20 March, 2010

Mobile phones and confusion marketing

Melbourne Herald Sun, 20th March 2010

They always call when you're about to eat dinner or your favourite TV show is starting. Now I'm not a nasty person and I don't like being rude to someone who's only doing their job, so sometimes I make the error of answering a question.

"How much are you paying on your telephone bill Mr Beatty?" And then: "We can give the exact same service for $50 cheaper plus a free Nokia XYZ phone - would you like your phone bill to be $50 cheaper?"

Well who's going to say no to that? Next thing you know you are repeating the legal agreement for recording purposes and you have made the switch. Next morning you wake up and recall - what the hell have I done?

If the deal goes through, in a month or two you will compare your new bill with some old ones and find there's no difference - it may be even worse.

Did you just get a bit confused?

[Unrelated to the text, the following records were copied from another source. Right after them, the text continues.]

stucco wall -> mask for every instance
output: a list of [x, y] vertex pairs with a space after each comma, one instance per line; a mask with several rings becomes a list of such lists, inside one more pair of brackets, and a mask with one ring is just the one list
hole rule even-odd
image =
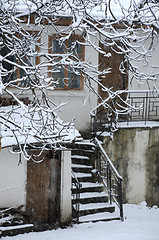
[[123, 177], [124, 201], [159, 206], [159, 127], [119, 129], [103, 147]]
[[0, 151], [0, 208], [25, 206], [27, 161], [19, 163], [19, 156], [9, 152], [9, 148]]

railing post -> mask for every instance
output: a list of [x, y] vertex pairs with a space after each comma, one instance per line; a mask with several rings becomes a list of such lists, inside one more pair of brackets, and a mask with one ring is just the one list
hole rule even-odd
[[112, 175], [111, 175], [111, 170], [109, 169], [109, 166], [108, 166], [108, 173], [109, 173], [110, 204], [112, 204]]
[[122, 197], [122, 179], [119, 179], [118, 183], [119, 187], [119, 207], [120, 207], [120, 218], [122, 221], [124, 221], [124, 215], [123, 215], [123, 197]]

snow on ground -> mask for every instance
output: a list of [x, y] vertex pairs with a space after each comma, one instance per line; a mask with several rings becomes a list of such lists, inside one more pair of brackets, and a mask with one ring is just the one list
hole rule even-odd
[[66, 229], [33, 232], [1, 240], [159, 240], [159, 208], [124, 205], [125, 221], [85, 223]]

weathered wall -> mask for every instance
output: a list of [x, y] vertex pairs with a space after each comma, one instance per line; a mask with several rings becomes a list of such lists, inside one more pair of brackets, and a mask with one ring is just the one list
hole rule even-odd
[[119, 129], [103, 147], [123, 177], [124, 201], [159, 206], [159, 127]]
[[25, 206], [27, 161], [9, 150], [0, 151], [0, 208]]
[[[0, 208], [24, 206], [30, 220], [37, 223], [65, 223], [72, 218], [71, 152], [44, 151], [32, 160], [0, 151]], [[34, 155], [38, 152], [33, 152]]]

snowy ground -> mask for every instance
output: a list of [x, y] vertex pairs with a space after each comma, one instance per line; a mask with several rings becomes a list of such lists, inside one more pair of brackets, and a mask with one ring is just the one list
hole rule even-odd
[[125, 204], [124, 213], [124, 222], [85, 223], [1, 240], [159, 240], [159, 208], [148, 208], [145, 202]]

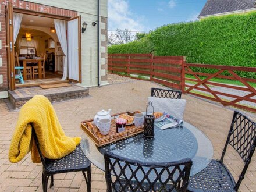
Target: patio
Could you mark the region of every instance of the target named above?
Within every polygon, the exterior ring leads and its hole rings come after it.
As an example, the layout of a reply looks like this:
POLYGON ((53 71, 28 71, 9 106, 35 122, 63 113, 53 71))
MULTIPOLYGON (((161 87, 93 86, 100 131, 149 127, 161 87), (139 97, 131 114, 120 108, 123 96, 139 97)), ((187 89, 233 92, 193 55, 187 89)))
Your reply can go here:
MULTIPOLYGON (((151 87, 162 87, 155 83, 109 75, 112 84, 90 88, 90 97, 53 104, 66 135, 81 136, 80 122, 93 118, 100 109, 112 109, 111 113, 123 111, 145 111, 151 87)), ((187 100, 184 120, 199 128, 211 140, 214 158, 219 159, 226 140, 233 111, 195 97, 183 95, 187 100)), ((256 116, 248 115, 254 120, 256 116)), ((17 111, 9 111, 5 102, 0 103, 0 191, 42 191, 41 164, 31 162, 31 154, 17 164, 8 159, 10 140, 15 127, 17 111)), ((234 179, 241 171, 243 162, 231 147, 228 148, 225 164, 234 179)), ((104 173, 93 166, 93 191, 105 191, 104 173)), ((86 182, 81 172, 55 176, 54 186, 49 191, 84 191, 86 182)), ((240 187, 241 191, 256 191, 256 156, 240 187)))

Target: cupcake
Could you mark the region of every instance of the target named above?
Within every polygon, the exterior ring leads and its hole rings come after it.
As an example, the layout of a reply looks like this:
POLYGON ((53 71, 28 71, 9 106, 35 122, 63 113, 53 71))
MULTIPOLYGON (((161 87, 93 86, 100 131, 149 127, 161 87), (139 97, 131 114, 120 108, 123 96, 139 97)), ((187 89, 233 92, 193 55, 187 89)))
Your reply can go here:
POLYGON ((120 118, 116 119, 116 133, 120 133, 125 131, 125 127, 126 122, 127 120, 125 119, 120 118))

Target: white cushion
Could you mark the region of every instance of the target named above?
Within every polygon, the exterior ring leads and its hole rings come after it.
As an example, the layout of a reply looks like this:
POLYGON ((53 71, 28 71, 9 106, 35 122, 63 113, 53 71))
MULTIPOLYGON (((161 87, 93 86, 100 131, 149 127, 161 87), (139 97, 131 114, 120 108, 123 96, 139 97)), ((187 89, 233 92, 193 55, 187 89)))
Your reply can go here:
POLYGON ((186 103, 185 99, 149 97, 148 101, 152 102, 152 105, 153 105, 155 112, 165 111, 177 118, 183 119, 184 111, 185 110, 186 103))

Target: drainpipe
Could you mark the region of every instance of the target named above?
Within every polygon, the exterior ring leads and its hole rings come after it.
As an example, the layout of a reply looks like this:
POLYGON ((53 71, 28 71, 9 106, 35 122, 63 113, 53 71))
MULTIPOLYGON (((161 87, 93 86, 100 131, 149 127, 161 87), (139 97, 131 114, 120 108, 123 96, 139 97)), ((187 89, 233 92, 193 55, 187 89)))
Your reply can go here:
POLYGON ((97 16, 98 16, 98 55, 97 55, 97 62, 98 62, 98 86, 100 86, 99 84, 99 24, 101 23, 99 21, 99 0, 98 0, 98 10, 97 10, 97 16))

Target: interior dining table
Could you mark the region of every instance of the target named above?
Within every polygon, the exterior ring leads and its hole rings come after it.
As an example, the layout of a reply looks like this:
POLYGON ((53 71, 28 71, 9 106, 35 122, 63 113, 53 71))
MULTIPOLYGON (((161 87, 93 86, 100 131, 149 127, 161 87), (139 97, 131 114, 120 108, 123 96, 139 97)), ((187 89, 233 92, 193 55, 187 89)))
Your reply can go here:
POLYGON ((38 67, 38 78, 42 79, 42 61, 43 59, 19 59, 23 65, 23 79, 27 80, 27 64, 30 63, 37 63, 38 67))

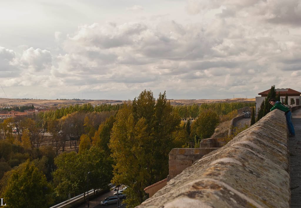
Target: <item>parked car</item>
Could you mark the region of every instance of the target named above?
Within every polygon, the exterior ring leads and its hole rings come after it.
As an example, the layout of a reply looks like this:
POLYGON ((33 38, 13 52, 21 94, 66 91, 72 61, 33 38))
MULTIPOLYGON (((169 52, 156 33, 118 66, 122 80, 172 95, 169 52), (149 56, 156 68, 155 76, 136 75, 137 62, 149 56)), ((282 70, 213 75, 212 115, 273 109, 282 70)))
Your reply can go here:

Well that was quite deliberate - I have only recently discovered that there is a genuine science at work here: confusion marketing. That's now a real phrase in the dictionary. I'm sure they teach courses on it at Harvard.

The point is to get the consumer so confused by varying rates, plans, offers and deals that it becomes near-impossible to make a true comparison between companies.

Banks and credit card companies love the deals. They trumpet their low-rate terms, credit at only two percent interest! Now that will make a difference to your monthly bills. You transfer the debts over. And it's amazing how quickly six months pass, after which the interest jumps to 22 percent.

Electricity and gas companies have now been chopped up into providers and retailers, who all have teams of sales people selling contracts. Wonderful, competition. At one stage I had a sales call almost once a week, each with an irresistible offer that slashed my power bills.

Once or twice, I confess, I did chop and change. But you know what? My power bills kept growing and are higher than ever before.

A new version has appeared in recent years on the Internet. This happened recently to my wife. She found a book on a topic that interested her and bought it on-line. Now all these offers have pages and pages of sales pitch, testimonials, and how great your life will be once you have that book.

What she didn't notice, buried in the spiel, was a line that says: "And you'll become a member of our Philosophy Discussion Group, receiving pages of fascinating information every week." Which went on, "Membership is only $29 a month, automatically deducted from your credit card account, unless you decline the offer within 10 days."

So there's the confusion hook. By ordering the book, she also gave them the right to deduct money for ever. Fortunately she spotted it a few days later and stopped it. Not easy to do, as nowhere on the site was there an "I quit" button.


Of course the masters of confusion marketing are politicians. The easiest way to kill your opponent's policy is not through sophisticated argument. It's by making the issue so muddy and confused that the voters throw their hands up and decide it's all too hard.

It's very difficult to counter-attack. All you can do is get very simplistic yourself and hope you can hit your opponent with a better slogan than the one he is using. Does this all sound very familiar to you?